June maintenance window (/proj and Slurm NOT yet available on Rackham and Snowy!) closed

The June maintenance window will start at 09:00 CEST on June 1.

On June 1 we will complete the final step in our storage expansion that we started during the last maintenance window on May 4. Queues on Rackham and Snowy will be stopped and /proj will be unavailable. We estimate the work to be completed within approximately 30 hours hence /proj might be unavailable on June 2 (Thursday).

Queues on Bianca is stopped as we perform another update of Slurm and work on updating the project and home storage system Castor.

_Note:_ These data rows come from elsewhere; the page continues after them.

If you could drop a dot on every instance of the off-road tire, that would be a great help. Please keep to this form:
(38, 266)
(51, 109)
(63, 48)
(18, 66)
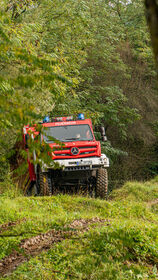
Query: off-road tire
(44, 184)
(102, 183)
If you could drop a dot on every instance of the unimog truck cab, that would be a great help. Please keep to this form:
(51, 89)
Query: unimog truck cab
(81, 165)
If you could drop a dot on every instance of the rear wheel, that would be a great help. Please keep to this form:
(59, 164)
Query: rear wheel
(44, 184)
(102, 183)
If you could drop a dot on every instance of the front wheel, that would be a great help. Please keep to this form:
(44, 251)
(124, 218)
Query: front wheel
(102, 183)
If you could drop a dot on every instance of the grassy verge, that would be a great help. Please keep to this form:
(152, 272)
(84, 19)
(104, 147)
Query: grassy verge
(125, 248)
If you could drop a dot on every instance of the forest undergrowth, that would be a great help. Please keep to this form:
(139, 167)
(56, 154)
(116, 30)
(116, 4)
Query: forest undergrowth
(74, 237)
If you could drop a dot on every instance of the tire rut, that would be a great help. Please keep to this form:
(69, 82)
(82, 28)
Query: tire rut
(7, 226)
(33, 246)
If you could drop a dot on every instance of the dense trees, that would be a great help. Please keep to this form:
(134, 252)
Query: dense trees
(92, 56)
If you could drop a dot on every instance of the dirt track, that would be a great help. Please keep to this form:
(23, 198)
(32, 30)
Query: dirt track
(35, 245)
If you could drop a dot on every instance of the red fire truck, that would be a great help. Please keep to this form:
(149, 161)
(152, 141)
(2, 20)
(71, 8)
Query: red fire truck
(81, 165)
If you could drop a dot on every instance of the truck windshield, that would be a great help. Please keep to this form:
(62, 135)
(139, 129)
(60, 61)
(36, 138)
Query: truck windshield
(68, 133)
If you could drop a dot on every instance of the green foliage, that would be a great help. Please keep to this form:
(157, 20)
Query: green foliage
(125, 247)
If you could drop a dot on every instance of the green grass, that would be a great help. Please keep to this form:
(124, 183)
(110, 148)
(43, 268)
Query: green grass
(125, 248)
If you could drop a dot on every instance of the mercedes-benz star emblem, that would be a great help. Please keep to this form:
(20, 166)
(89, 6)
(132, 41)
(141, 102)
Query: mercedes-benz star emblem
(74, 151)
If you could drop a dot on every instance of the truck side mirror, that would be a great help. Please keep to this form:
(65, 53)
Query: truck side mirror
(104, 138)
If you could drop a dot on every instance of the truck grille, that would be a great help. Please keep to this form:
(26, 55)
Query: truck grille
(83, 150)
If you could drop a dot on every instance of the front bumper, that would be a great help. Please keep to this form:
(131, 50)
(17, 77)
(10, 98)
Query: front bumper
(88, 163)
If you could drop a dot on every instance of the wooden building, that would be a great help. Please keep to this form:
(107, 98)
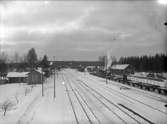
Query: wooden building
(35, 77)
(122, 69)
(17, 77)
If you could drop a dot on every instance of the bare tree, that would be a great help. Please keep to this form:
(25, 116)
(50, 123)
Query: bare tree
(16, 57)
(6, 105)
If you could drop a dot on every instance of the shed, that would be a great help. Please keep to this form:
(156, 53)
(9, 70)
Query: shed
(122, 69)
(17, 77)
(35, 77)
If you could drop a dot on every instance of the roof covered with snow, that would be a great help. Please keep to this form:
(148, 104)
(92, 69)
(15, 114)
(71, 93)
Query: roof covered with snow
(17, 74)
(120, 66)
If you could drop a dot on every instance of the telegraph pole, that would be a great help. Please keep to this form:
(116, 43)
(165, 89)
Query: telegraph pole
(42, 84)
(54, 78)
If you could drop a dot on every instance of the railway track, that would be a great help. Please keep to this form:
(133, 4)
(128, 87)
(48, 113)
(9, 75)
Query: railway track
(113, 91)
(71, 103)
(109, 101)
(94, 94)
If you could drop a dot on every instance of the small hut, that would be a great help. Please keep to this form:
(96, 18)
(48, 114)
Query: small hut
(35, 77)
(17, 77)
(122, 69)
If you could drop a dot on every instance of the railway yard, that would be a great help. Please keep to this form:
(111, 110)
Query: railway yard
(82, 98)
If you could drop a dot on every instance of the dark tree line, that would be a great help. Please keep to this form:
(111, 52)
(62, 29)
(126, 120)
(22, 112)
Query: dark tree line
(145, 63)
(30, 61)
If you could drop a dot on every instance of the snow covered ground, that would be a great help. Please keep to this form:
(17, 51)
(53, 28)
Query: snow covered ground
(81, 98)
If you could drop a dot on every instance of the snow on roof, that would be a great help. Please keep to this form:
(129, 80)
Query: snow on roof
(17, 74)
(120, 66)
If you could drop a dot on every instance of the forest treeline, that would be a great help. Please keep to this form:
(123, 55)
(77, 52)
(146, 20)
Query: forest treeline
(145, 63)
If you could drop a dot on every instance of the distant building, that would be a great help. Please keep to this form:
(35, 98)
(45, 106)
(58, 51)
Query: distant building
(122, 69)
(17, 77)
(32, 77)
(35, 77)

This is the last major planned maintenance before the summer. Maintenance in July and August is expected to be light, i.e. security and bug fixes at most, due to lower availability of staff.

Update 2022-06-07 09:00

Crex is still being investigated but the maintenance of all other systems are completed. Please follow our work with Crex in this separate news. Thank you.

Update 2022-06-03 17:00

The filesystem is fully up, however we have discovered an issue related to symlinks which unfortunately requires further inspection before we are able to allow access to Crex (and jobs to start). It is at this moment difficult to estimate if Crex will be available in some capacity later today. This is the last scheduled update for today.

Update 2022-06-03 15:00

The tests so far all seem OK. A scrub of the metadata (>1B inodes) completed without issues. Crex is likely to be available on login nodes before 17:00 pending no surprises. If all goes well, the queues can be slowly released during the evening.

Update 2022-06-03 12:00

Continued testing and checking of Crex - no issues so far.

Update 2022-06-03 09:00

We consider the migration completed and are now preparing and testing the system for production.

Update 2022-06-02 17:00

Migration on Crex will continue and tomorrow. The migration is at 100% excluding a few dozen inodes, left for manual inspection.

Update 2022-06-02 16:00

Maintenance on Bianca completed. Slurm queues to be released shortly.

Update 2022-06-02 15:00

Migration at 94% for Crex for the last MDT, however we have discovered issues transfering some metadata that will require additional steps to correct which unfortunately makes it unlikely for us to return to production today. For Bianca all active projects has completed its upgrade and we are preparing Bianca for production.

Update 2022-06-02 12:00

Migration continues on Crex. One of two MDTs has been 100% migrated, the remaining one is ~70% completed. For Bianca, about 65% of projects are now running Slurm 20, the rest are queued for upgrade.

Update 2022-06-02 09:00

Maintenance continues on Crex and Bianca. We are still migrating metadata on Crex. Part of the reason this takes time is due to the large amount of files in /crex/proj. Simplified, the metadata part of a file is called inode and we have close to 1 billion inodes on Crex. Each inode needs to be unpacked and installed correctly to the flash-based SFA200V controller for Crex to gain additional inode space, as well as to turn on optimization for smaller files. The work on the storage project system on Bianca completed yesterday evening. Bianca will return to production when all clusters are upgraded from from Slurm 19 to Slurm 20 (made available on May 4), as this is a requirement for running Slurm 21 (installed yesterday). This is an automatic process and expected to complete soon.

Update 2022-06-03 09:00

Update 2022-06-01 17:00

One part of Castor refused to come-up correctly which has caused delays. The problem would now appear to have been solved. We will continue to work on Castor throughout the evening, but production of Bianca is expected for Thursday morning. Migration of metadata on Crex is still ongoing. Next update at 09:00 tomorrow.

Update 2022-06-01 15:00

Metadata migration running on Crex. Rackham and Snowy is not expected to return into production for today. Upgrade of Slurm and update of Castor (Bianca storage system) progressing without issues. Next update at 17:00.

Update 2022-06-01 12:00

Maintenance progressing well.

Update 2022-06-01 09:00

Maintenance begins.